Ils causèrent de choses et d’autres jusqu’au retour d’Andréa qui demeura stupéfaite en les voyant ensemble.
– Chère sœur, dit Luversan à sa maîtresse sans lui donner le temps d’articuler une parole. Monsieur Boizard tient absolument à partir à Cherbourg en même temps que nous. Tu y consens, n’est-ce pas ?
– Oui, dit-elle en s’efforçant vainement de cacher son épouvante.
Luversan rentra dans sa chambre pour examiner les acquisitions. Aussitôt l’Américain saisit les mains d’Andréa et, les lui pressant avec tendresse :
– Vous êtes bonne, dit-il, et… je vous aime !

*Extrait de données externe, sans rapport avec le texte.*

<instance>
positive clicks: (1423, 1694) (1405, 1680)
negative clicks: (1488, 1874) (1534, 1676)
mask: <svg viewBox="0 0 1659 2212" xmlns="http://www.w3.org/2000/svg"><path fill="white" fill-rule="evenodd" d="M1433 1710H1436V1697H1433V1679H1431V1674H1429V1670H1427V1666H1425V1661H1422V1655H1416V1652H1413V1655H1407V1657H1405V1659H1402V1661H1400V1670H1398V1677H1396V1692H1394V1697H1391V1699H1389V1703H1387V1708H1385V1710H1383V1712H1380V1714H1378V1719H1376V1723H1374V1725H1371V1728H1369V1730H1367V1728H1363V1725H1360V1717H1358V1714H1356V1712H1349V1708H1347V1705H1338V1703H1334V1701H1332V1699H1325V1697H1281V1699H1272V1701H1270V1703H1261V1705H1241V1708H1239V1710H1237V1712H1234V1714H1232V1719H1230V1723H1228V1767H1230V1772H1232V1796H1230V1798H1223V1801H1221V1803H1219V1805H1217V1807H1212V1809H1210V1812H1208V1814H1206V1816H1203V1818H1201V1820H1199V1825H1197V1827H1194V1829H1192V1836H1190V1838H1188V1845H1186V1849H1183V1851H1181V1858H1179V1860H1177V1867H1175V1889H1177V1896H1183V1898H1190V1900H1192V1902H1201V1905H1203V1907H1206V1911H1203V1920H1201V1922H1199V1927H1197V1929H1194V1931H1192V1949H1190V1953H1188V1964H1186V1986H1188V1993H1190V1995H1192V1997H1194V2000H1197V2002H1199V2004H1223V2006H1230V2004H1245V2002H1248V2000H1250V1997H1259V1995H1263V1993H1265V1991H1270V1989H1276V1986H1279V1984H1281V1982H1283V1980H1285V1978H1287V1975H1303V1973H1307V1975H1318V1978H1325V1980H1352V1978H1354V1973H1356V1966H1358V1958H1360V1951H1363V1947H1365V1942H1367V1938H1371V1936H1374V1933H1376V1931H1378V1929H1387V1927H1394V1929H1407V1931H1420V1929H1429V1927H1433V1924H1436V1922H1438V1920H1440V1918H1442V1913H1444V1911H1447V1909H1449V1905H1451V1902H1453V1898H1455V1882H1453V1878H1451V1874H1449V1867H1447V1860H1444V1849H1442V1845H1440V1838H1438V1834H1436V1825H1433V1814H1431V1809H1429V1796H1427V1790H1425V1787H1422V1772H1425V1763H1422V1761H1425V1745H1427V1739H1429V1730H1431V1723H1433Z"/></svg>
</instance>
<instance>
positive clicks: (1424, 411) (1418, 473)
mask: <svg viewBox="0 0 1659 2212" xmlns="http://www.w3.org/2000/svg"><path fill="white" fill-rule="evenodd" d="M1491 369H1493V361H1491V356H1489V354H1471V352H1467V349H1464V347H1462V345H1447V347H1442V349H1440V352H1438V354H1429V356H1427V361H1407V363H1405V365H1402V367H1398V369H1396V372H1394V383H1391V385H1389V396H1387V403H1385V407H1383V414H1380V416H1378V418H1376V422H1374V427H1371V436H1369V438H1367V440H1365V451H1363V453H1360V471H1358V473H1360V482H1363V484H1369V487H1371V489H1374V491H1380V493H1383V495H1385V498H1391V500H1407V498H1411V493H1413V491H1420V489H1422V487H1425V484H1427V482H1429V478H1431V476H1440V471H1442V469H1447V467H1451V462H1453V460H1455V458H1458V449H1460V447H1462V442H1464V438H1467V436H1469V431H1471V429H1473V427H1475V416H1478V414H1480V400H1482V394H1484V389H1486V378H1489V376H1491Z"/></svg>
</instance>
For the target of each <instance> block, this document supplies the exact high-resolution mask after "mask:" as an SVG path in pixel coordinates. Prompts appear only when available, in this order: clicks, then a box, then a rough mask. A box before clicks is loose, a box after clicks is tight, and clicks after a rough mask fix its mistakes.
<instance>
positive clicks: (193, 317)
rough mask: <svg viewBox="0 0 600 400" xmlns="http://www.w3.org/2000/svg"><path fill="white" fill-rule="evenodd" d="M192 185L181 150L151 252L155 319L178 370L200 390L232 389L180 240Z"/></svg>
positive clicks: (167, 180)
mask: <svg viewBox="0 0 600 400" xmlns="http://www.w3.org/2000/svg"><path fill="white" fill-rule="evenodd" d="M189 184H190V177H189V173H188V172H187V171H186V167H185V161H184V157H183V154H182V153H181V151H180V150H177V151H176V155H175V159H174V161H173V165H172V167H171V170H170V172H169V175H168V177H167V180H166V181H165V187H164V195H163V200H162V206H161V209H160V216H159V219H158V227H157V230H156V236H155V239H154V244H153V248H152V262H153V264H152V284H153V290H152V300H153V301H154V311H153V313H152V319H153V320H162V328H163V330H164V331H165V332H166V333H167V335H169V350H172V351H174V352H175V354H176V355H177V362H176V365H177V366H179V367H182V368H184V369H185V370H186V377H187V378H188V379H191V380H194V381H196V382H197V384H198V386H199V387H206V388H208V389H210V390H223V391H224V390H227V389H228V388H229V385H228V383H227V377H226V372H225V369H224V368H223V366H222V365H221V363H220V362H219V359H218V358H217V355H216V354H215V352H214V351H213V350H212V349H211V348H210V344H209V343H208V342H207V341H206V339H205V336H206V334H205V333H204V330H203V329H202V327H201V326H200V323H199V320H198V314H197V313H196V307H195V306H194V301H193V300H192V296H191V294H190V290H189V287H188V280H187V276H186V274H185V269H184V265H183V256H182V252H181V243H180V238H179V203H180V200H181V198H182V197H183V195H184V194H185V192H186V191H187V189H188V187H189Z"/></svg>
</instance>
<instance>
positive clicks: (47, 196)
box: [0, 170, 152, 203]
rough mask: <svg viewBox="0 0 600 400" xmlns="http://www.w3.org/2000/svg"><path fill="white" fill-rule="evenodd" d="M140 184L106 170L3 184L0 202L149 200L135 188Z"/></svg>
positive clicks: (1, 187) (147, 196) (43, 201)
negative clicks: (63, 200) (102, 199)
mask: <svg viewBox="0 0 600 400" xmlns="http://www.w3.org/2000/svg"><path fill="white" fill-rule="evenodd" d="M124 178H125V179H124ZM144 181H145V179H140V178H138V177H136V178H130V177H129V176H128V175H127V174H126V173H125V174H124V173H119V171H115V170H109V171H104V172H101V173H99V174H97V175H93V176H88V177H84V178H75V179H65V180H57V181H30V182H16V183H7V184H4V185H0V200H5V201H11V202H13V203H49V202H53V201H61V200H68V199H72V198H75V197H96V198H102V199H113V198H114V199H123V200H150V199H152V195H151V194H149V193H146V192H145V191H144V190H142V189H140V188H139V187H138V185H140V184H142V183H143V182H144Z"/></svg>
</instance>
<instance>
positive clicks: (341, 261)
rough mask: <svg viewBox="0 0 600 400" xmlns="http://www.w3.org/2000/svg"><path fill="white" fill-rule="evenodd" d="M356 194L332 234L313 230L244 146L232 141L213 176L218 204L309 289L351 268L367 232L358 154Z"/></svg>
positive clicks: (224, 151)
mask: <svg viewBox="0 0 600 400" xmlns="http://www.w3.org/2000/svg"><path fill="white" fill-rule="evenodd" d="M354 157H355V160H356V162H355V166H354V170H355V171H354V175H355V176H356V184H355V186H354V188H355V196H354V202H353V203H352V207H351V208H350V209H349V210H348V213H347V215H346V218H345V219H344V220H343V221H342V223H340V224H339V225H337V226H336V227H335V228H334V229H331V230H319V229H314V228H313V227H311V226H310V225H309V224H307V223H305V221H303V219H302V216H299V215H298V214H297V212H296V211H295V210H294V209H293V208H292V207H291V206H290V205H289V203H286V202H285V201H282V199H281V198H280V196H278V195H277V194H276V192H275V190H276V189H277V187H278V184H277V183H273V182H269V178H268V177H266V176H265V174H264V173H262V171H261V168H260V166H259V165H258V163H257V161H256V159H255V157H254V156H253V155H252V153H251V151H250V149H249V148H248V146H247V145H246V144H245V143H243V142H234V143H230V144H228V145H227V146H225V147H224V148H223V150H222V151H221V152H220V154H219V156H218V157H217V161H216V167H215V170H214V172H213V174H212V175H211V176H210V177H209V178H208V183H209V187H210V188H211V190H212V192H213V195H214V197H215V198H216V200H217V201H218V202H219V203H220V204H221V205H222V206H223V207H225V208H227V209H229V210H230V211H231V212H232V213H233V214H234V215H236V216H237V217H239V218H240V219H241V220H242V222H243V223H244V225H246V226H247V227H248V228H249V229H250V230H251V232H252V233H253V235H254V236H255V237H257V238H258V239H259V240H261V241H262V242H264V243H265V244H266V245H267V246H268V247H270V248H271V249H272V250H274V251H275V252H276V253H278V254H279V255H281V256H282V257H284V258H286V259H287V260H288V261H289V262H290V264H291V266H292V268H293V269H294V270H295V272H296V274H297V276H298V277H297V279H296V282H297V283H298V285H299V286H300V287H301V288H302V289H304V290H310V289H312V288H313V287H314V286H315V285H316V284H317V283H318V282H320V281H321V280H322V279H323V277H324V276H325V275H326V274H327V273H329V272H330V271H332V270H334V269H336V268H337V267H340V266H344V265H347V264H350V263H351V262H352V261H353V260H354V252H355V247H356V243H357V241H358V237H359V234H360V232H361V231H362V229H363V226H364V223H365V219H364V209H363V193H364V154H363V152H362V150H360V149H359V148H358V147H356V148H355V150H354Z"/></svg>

Le soir même, Luversan annonça au docteur Vignol qu’il partirait le lendemain.
Avant de quitter définitivement leur retraite de la rue de Moscou, Andréa remit au docteur le précieux chèque.
– Quoi qu’il arrive, lui assura-t-elle, soyez certain qu’on ne saura jamais le rôle que vous avez joué ici. Adieu, et merci. Vous avez maintenant de quoi vivre, vous et votre mère. Adieu, vous n’entendrez plus jamais parler de nous.
Il était six heures du soir, Mathias Zuberi avait encore une heure devant lui pour se trouver à la gare Saint-Lazare, ainsi qu’il en était convenu avec l’Américain.
Dès qu’Andréa fut montée dans la voiture, il ordonna au cocher de les conduire à la gare du Nord. Arrivés à cette gare, ils prirent un autre fiacre et cette fois se firent conduire à la gare Saint-Lazare.
À sept heures cinq minutes, Luversan vit un fiacre s’arrêter auprès du sien. Un voyageur en descendit péniblement. C’était Charles Boizard. Déjà l’Américain leur tendait les mains.
– Me voici tout de même, leur dit-il. J’ai attendu le retour du docteur, et ma foi, comme il n’arrivait pas et que je me sentais de bonnes jambes, je suis parti en lui laissant un petit mot d’excuse. J’avais justement reçu une dépêche du directeur de ma plantation, et je l’ai laissée en évidence sur la table pour prouver au docteur que mes affaires m’obligeaient de le quitter aujourd’hui même. Nous prenons un train spécial, n’est-ce pas ?
Luversan le fit monter dans sa voiture et pour ne pas rester dans un endroit aussi bien surveillé par la police :
– Place de la Madeleine, dit-il au cocher.
– Nous perdons un temps précieux, fit observer l’Américain.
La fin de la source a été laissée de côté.